The Tánaiste says he is opposed to a law allowing unrestricted abortion in the first 12 weeks, yet he exhorts us to vote to repeal the Eighth Amendment, asking us to trust that the Oireachtas will do the right thing. This is – at best – hopelessly naïve.

Protection

We can be sure that if the protection of children’s rights before birth is excised from our Constitution, any changes to legislation in the future will only ‘evolve’ one way, in the same direction as our politicians’ much-vaunted ‘journeys’ out of ignorance and towards enlightenment. Bad as the proposal is at the moment, it will only get worse.

This week, a coalition of groups in favour of legalising abortion came together under the banner of ‘Together for Yes’. Helping to launch their campaign was repeal campaigner and chairman of the Institute of Obstetricians and Gynaecologists, Dr Peter Boylan.

He insisted there would not be late-term abortions (after viability) and that it was “plainly wrong” to suggest so. He stated that labour would be induced, the baby delivered and a neo-natal care team would be on standby to care for the baby, as happens now.

The problem is, this is seriously at odds with the Government’s stated position, which is to allow late-term abortions where babies are terminally ill or where the mother says there is a risk to her health – including her mental health.

And only last month, Boylan stated in the Sunday Times that, in relation to abortion on the grounds of health risks, “if the woman regards it as serious then it is. It should be the woman’s assessment of the risk that counts”. In other words, it is the woman’s perception of risk that will be determinative. This, of course, is the only logical conclusion of a campaign that insists that we ‘trust women’ in all circumstances.

So doesn’t Boylan ‘trust women’ after viability? What if a woman wants an abortion after 22 weeks? Is Boylan going to deliver her baby early, thereby risking injury and illness to the child, and give the baby to the mother when she has asked for an abortion?

Boylan doesn’t mention what will be done with the baby after birth. After all, the whole point is that a successful abortion ends with a dead baby. An abortion that that ends in a live birth is a failure. The true position is actually quite simple: if late-term abortions are made legal, there will be late-term abortions.

If you think this is impossible, the Supreme Court has described birth as the “defining event” and so, in the absence of any constitutional protection, abortion will be technically available until birth; possibly even partial birth abortion would be constitutionally permissible.

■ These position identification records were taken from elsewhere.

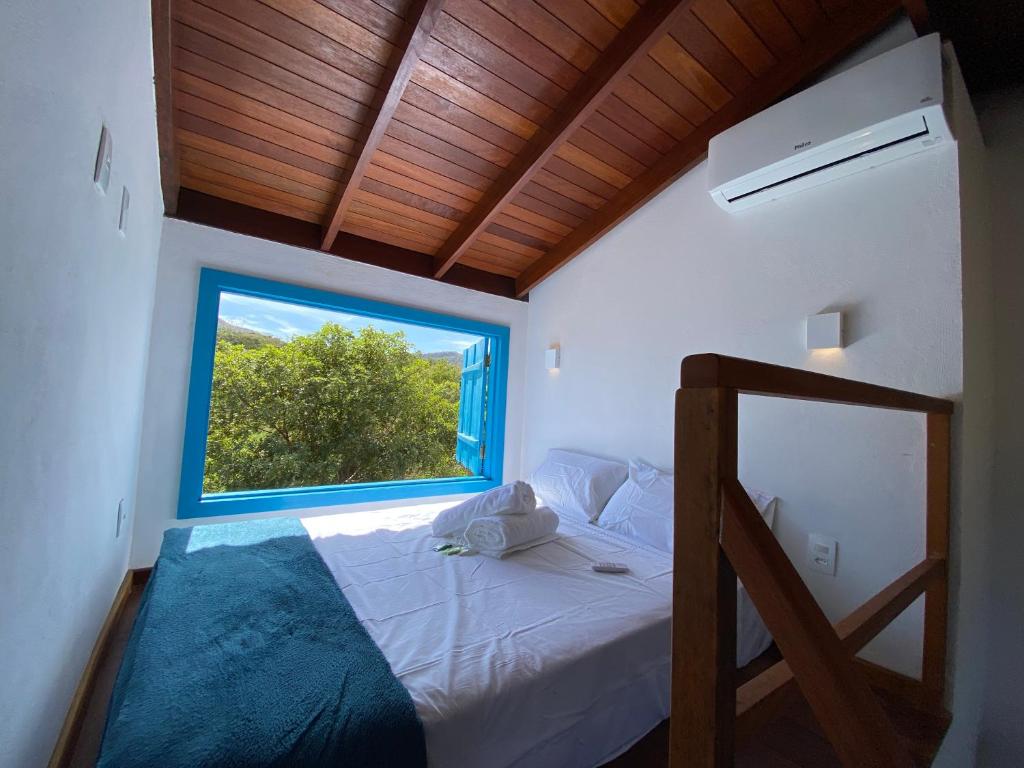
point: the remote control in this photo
(610, 567)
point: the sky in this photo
(288, 321)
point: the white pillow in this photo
(577, 486)
(643, 507)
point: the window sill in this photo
(249, 502)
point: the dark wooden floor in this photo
(793, 740)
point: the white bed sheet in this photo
(531, 660)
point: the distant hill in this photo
(246, 337)
(453, 357)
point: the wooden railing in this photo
(719, 536)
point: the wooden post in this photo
(937, 546)
(704, 622)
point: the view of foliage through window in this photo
(337, 404)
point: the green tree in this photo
(330, 408)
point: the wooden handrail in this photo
(719, 534)
(761, 698)
(751, 377)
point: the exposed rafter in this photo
(840, 34)
(419, 25)
(647, 27)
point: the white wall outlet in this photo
(123, 218)
(104, 158)
(821, 553)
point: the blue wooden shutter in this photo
(472, 403)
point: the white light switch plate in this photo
(104, 158)
(821, 553)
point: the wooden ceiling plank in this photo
(468, 72)
(370, 14)
(645, 28)
(450, 112)
(450, 153)
(388, 203)
(268, 132)
(636, 123)
(480, 104)
(586, 20)
(407, 183)
(458, 36)
(537, 197)
(411, 200)
(432, 159)
(197, 171)
(406, 55)
(617, 11)
(205, 69)
(840, 35)
(770, 24)
(453, 134)
(241, 138)
(684, 68)
(340, 29)
(564, 187)
(513, 39)
(227, 193)
(350, 112)
(245, 157)
(387, 238)
(547, 28)
(805, 15)
(581, 177)
(654, 109)
(163, 47)
(729, 27)
(420, 172)
(594, 166)
(526, 216)
(274, 19)
(656, 79)
(587, 141)
(258, 43)
(252, 173)
(712, 52)
(615, 135)
(538, 232)
(258, 111)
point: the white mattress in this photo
(532, 660)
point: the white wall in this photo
(1003, 735)
(75, 306)
(682, 276)
(184, 250)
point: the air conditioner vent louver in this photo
(887, 108)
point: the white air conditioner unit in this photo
(884, 109)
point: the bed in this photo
(530, 660)
(243, 650)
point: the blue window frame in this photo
(485, 394)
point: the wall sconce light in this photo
(824, 331)
(552, 357)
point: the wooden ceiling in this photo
(488, 137)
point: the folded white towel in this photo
(494, 536)
(514, 499)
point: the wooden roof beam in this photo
(838, 36)
(647, 27)
(415, 34)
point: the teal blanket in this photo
(246, 653)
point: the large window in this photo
(301, 397)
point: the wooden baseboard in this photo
(76, 712)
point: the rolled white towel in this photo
(496, 535)
(514, 499)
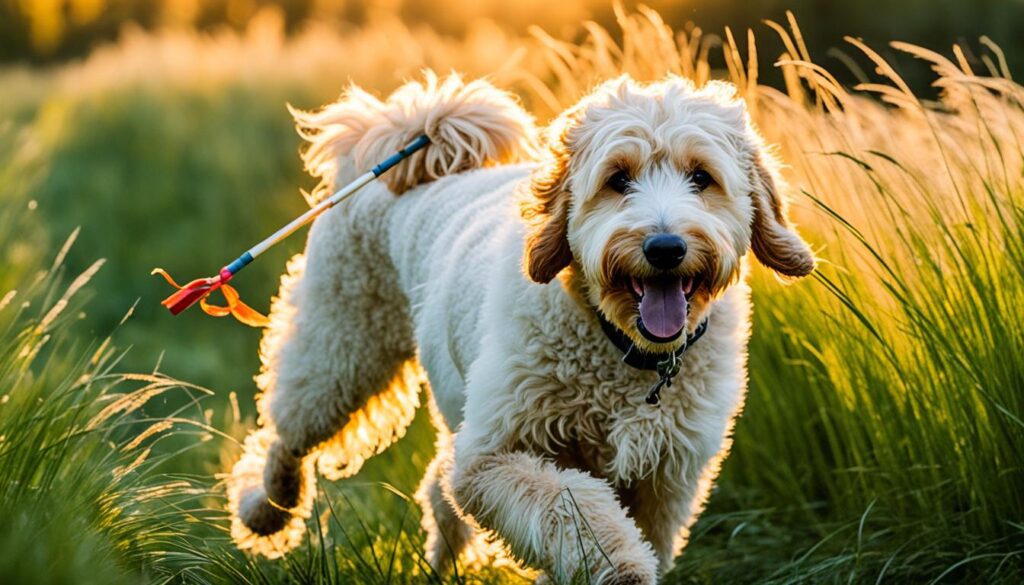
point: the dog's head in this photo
(653, 194)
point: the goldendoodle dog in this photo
(577, 303)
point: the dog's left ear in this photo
(547, 208)
(774, 241)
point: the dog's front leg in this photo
(564, 521)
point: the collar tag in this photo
(667, 370)
(667, 365)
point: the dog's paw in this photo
(630, 577)
(259, 514)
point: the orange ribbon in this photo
(235, 306)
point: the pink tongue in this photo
(663, 307)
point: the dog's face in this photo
(653, 194)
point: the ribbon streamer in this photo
(202, 288)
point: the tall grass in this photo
(885, 421)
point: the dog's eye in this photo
(701, 179)
(620, 181)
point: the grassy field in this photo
(883, 432)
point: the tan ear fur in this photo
(774, 241)
(546, 209)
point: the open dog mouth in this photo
(664, 301)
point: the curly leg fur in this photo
(554, 518)
(329, 366)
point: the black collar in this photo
(636, 358)
(667, 365)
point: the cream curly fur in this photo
(487, 274)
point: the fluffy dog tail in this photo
(470, 125)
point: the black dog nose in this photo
(665, 251)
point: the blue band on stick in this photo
(240, 262)
(400, 155)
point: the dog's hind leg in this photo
(446, 533)
(339, 377)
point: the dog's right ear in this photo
(546, 208)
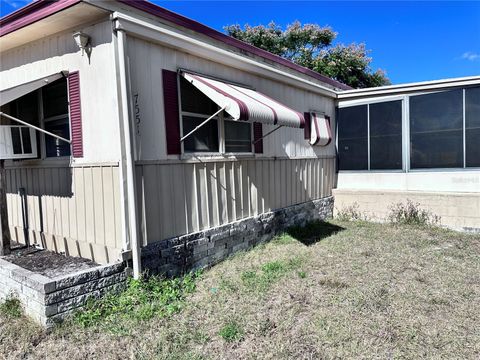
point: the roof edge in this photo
(41, 9)
(198, 27)
(31, 13)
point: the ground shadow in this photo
(313, 232)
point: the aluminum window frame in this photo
(220, 126)
(406, 134)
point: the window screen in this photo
(436, 130)
(55, 147)
(238, 136)
(472, 126)
(386, 135)
(194, 101)
(204, 139)
(352, 138)
(55, 99)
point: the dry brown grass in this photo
(369, 291)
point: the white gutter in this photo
(409, 87)
(129, 163)
(170, 38)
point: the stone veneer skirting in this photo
(50, 300)
(202, 249)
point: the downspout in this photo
(129, 162)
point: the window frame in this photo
(406, 135)
(368, 102)
(43, 120)
(221, 132)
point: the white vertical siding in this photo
(146, 62)
(179, 198)
(98, 87)
(73, 210)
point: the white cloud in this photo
(470, 56)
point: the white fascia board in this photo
(173, 39)
(410, 87)
(368, 100)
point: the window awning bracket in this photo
(264, 136)
(34, 127)
(203, 123)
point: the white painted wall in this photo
(147, 60)
(101, 134)
(430, 181)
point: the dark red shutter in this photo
(308, 123)
(75, 114)
(172, 118)
(257, 134)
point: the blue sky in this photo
(411, 41)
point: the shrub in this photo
(11, 307)
(411, 213)
(232, 331)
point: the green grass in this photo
(142, 300)
(231, 332)
(11, 307)
(337, 290)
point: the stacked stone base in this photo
(48, 300)
(181, 254)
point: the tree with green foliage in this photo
(311, 46)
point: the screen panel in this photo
(353, 138)
(436, 130)
(386, 135)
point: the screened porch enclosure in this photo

While it is true that the vast majority of abortions take place in the first trimester, some take place in the second and third. In fact, with no gestational limit for abortion on the grounds of health in Ireland, there is a very real prospect of British women, who cannot obtain one after 24 weeks at home, traveling here for an abortion.

Culture

This is the kind of culture that we open ourselves to if we vote in favour of repeal. Contrary to what the Taoiseach suggests, abortion will not be rare. The rates of Irish women having abortions will increase. The Taoiseach, his Government and their repeal followers cannot have it both ways. They cannot, on the one hand, say that they want to modernise our abortion laws and bring us into line with other European countries, while at the same time saying that the high rates of abortion in those other countries will not be repeated here.

With an increasing rate, abortion will become normalised in our culture. Women will come to think of abortion as “no big deal” and just a normal part of their reproductive healthcare, as those who are in favour of repeal often assert.

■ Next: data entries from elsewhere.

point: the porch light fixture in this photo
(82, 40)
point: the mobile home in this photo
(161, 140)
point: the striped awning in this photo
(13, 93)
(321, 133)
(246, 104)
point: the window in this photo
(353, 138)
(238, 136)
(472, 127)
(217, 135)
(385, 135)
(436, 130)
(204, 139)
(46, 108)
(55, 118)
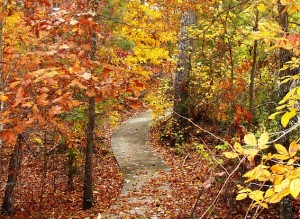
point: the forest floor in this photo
(192, 176)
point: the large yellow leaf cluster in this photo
(283, 173)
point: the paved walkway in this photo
(139, 165)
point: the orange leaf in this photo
(135, 105)
(2, 16)
(105, 73)
(3, 98)
(8, 136)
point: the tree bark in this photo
(286, 208)
(254, 67)
(88, 176)
(181, 85)
(13, 169)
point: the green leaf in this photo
(263, 139)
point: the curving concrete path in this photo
(138, 163)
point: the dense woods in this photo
(228, 71)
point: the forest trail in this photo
(140, 167)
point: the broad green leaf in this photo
(230, 155)
(263, 139)
(281, 149)
(287, 116)
(241, 196)
(239, 148)
(293, 149)
(295, 187)
(250, 139)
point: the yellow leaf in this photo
(287, 116)
(288, 95)
(278, 196)
(241, 196)
(256, 195)
(291, 161)
(250, 139)
(295, 187)
(278, 169)
(263, 204)
(294, 174)
(239, 148)
(263, 139)
(281, 156)
(269, 193)
(264, 175)
(230, 155)
(272, 116)
(281, 149)
(282, 186)
(294, 147)
(277, 179)
(245, 190)
(261, 8)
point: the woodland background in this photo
(228, 70)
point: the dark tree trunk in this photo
(254, 67)
(13, 169)
(181, 87)
(286, 208)
(88, 174)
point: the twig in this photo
(221, 190)
(185, 159)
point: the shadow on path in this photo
(139, 165)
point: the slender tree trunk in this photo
(88, 176)
(254, 67)
(13, 169)
(286, 208)
(181, 86)
(1, 81)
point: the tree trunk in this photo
(1, 81)
(13, 169)
(181, 86)
(286, 208)
(88, 174)
(254, 67)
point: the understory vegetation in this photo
(221, 78)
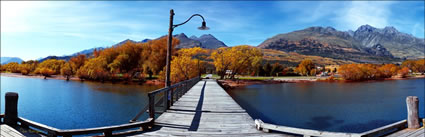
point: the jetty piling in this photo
(11, 108)
(412, 112)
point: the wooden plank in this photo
(383, 130)
(8, 131)
(306, 132)
(211, 112)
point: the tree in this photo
(238, 59)
(267, 69)
(388, 70)
(305, 67)
(221, 60)
(403, 72)
(187, 64)
(94, 69)
(25, 69)
(411, 64)
(46, 72)
(420, 66)
(52, 64)
(276, 69)
(66, 70)
(77, 62)
(12, 67)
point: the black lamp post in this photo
(170, 39)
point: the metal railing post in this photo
(152, 106)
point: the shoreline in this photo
(73, 78)
(231, 84)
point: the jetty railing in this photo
(156, 97)
(165, 97)
(412, 122)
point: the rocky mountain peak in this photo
(366, 28)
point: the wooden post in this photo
(423, 122)
(107, 133)
(151, 105)
(412, 112)
(11, 108)
(171, 98)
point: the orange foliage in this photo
(367, 71)
(306, 67)
(403, 72)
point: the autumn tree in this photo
(388, 70)
(51, 64)
(420, 66)
(306, 68)
(25, 69)
(221, 60)
(155, 55)
(403, 72)
(267, 69)
(238, 59)
(12, 67)
(187, 64)
(46, 72)
(411, 64)
(94, 69)
(77, 62)
(66, 70)
(276, 69)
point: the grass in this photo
(281, 77)
(214, 76)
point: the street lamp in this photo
(170, 39)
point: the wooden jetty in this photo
(205, 110)
(196, 107)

Abortion is wrong because to kill an innocent child before birth is wrong. It is wrong whether it is done early or late, frequently or rarely. Legalising it will have grave consequences.

Not only will a terrible injustice be visited upon vulnerable and helpless infants, but it will utterly change the culture in which we live.

Human life, when so easily and legally disposed of, becomes devalued. What kind of message will the normalisation of abortion send to young women about pregnancy and motherhood?

These are questions every person who intends to vote needs to consider.